A plan to be considered by the Planning and Land Use Management Committee on Tuesday, Nov. 19, is likely to satisfy the state housing element requirement.
But when looking at the likelihood of what developers would build, researchers found the number of new homes would be far lower, according to Shane Phillips, Housing Initiative Project Manager at UCLA’s Lewis Center for Regional Policy Studies.
Housing production is now a third of what’s needed to meet the state-mandated goal.
Taking into account costs of development and other factors, the rezoning only increases the realistic capacity for new construction by about 30 percent, the study determined.
That would put the city on track to build 161,000 homes by 2029, 37 percent short of the required 255,000.
“The kinds of changes that would be necessary would need to be transformative rather than incremental,” Phillips, a co-author of the study, told the Times.
The Citywide Housing Incentive Program ordinance, to be reviewed Tuesday, would supercharge building incentives for developers while displacing tenants in older units.
The proposed legislation would give builders a break on height and parking if they include a certain percentage of affordable units and the property is near transit, a major street and jobs and schools.
Projects that are 100 percent affordable would be eligible for incentives across a wider part of the city.
The full City Council and state housing regulators also must sign off on the plans prior to a February deadline.
The UCLA analysis found that some of the most likely land to see new construction are parking lots and parcels in existing low-density, multifamily zones.
“Nearly 60 percent of new capacity —roughly 225,000 units — is in lower-tier markets where development is generally infeasible according to a city-commissioned feasibility analysis,” the report stated. “In higher-market communities, the proposed ordinance undermines development feasibility by increasing the share of units that must be rented at below-market prices.”
The city could supercharge growth by expanding the development incentives to cover some single-family-home neighborhoods, which make up 72 percent of the city’s residentially zoned land, the study found.
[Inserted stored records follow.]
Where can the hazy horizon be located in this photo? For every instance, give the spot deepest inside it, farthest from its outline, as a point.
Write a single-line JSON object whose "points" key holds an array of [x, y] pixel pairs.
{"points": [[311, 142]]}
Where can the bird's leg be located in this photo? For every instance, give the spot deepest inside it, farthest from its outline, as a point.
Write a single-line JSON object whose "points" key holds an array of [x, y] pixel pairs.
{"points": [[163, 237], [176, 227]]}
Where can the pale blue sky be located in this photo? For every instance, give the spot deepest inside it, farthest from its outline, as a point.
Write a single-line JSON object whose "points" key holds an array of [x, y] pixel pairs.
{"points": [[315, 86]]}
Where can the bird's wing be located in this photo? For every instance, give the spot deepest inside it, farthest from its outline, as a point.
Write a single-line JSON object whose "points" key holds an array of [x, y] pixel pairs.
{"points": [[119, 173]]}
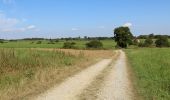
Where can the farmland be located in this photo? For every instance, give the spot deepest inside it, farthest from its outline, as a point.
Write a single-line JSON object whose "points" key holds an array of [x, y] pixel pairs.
{"points": [[80, 44], [151, 67], [27, 72]]}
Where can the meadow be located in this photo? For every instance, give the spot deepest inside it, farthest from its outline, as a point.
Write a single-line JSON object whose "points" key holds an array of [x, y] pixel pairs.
{"points": [[151, 68], [28, 72], [80, 44]]}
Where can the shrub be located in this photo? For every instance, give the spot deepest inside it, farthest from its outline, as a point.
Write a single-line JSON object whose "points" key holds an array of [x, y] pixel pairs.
{"points": [[69, 45], [162, 41], [39, 42], [94, 44], [1, 41], [51, 42], [57, 41], [148, 42]]}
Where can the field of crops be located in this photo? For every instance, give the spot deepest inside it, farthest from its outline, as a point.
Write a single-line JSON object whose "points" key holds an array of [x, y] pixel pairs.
{"points": [[80, 44], [151, 67], [27, 72]]}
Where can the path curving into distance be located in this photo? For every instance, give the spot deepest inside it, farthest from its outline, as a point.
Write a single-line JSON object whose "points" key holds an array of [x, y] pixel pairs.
{"points": [[115, 86]]}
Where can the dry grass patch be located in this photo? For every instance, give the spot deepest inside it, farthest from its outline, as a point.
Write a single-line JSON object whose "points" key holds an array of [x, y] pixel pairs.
{"points": [[25, 73]]}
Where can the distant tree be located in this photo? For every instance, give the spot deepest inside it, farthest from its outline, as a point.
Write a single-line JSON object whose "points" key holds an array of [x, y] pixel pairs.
{"points": [[39, 42], [69, 45], [94, 44], [162, 41], [151, 36], [123, 36], [148, 42]]}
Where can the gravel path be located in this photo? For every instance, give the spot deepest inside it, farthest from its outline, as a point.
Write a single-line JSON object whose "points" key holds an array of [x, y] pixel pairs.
{"points": [[73, 86], [117, 85]]}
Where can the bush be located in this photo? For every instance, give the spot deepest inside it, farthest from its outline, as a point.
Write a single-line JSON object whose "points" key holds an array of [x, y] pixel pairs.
{"points": [[148, 42], [94, 44], [39, 42], [51, 42], [162, 41], [1, 41], [69, 45]]}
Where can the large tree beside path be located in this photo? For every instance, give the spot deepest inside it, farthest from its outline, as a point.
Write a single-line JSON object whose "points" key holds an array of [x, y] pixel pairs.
{"points": [[123, 36]]}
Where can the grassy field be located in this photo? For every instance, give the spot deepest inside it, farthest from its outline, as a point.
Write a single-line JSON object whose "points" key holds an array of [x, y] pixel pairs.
{"points": [[80, 44], [27, 72], [151, 67]]}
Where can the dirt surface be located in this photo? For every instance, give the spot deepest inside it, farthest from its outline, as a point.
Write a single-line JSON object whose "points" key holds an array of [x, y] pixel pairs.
{"points": [[113, 78], [73, 86], [117, 85]]}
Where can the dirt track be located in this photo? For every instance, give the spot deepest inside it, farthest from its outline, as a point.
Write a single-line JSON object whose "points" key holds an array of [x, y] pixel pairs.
{"points": [[115, 86]]}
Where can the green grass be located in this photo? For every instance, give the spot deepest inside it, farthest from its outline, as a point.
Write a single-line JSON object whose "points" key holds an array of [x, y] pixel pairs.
{"points": [[25, 63], [24, 71], [80, 44], [151, 67]]}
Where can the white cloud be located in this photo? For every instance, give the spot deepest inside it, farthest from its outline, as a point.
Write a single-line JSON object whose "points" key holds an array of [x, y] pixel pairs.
{"points": [[127, 24], [23, 29], [11, 25], [74, 29], [8, 1], [7, 22], [31, 27], [101, 27]]}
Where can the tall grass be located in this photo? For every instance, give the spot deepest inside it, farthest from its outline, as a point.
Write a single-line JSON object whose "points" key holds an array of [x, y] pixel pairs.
{"points": [[152, 72], [25, 73], [22, 69]]}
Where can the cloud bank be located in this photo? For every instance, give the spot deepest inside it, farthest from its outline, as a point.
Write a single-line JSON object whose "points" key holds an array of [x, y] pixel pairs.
{"points": [[127, 24], [11, 25]]}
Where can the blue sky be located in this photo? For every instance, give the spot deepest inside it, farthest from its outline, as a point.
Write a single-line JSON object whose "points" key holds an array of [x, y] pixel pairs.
{"points": [[73, 18]]}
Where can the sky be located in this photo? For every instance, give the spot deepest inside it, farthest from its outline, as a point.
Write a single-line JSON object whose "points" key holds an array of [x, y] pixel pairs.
{"points": [[73, 18]]}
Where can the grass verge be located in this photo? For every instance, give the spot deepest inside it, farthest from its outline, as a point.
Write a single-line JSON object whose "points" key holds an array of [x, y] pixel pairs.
{"points": [[151, 67], [25, 73]]}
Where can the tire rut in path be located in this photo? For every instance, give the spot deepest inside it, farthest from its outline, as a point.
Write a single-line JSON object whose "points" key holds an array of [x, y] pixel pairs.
{"points": [[73, 86], [117, 85]]}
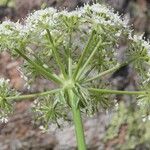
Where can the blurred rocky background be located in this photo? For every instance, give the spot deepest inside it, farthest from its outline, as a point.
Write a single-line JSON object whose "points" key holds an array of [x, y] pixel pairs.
{"points": [[20, 132]]}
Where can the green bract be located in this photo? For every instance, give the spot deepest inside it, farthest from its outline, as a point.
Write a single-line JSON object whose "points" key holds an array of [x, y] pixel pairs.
{"points": [[75, 50]]}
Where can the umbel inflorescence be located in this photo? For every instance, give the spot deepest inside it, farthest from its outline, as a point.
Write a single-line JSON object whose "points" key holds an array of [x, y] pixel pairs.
{"points": [[75, 50]]}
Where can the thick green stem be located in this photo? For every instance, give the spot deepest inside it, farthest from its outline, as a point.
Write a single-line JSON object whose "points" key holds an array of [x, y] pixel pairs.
{"points": [[21, 97], [107, 91], [77, 121]]}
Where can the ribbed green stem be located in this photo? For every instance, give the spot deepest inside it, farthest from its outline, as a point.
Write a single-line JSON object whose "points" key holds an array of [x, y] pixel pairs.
{"points": [[28, 96], [56, 55], [107, 91], [77, 121], [40, 69]]}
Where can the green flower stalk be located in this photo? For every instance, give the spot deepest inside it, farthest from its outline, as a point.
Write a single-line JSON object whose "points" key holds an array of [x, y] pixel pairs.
{"points": [[75, 50]]}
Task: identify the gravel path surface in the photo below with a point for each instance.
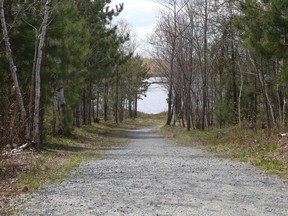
(151, 177)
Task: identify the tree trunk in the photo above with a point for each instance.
(36, 122)
(205, 76)
(13, 71)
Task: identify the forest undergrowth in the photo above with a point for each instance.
(30, 170)
(269, 152)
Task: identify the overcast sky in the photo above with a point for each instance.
(141, 16)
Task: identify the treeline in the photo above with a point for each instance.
(225, 62)
(63, 64)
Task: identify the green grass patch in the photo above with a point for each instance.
(254, 147)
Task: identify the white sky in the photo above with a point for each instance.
(141, 16)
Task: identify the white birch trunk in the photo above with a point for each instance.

Doing so could as much as triple the realistic capacity for building compared to current rules, Phillips said.
City officials had considered allowing changes in these neighborhoods, which are the city’s wealthiest and least integrated, but reversed course after pushback from homeowner groups who protested the potential for traffic and parking problems.
Phillips said the city should reconsider the exclusion of single-family neighborhoods if it wants to lower rents and relieve displacement pressures on lower-income neighborhoods where redevelopment now is concentrated.
“We know that housing scarcity is at the root of the affordability crisis,” Phillips told the Times. “To the extent that we are sustaining housing scarcity, we are sustaining rising rents and home prices and unaffordability.”
Los Angeles has a housing production target of 457,000 units for 2021-2029, increased from just 82,002 units for 2013-2021. Of that, 255,000 homes would be created via land rezoning.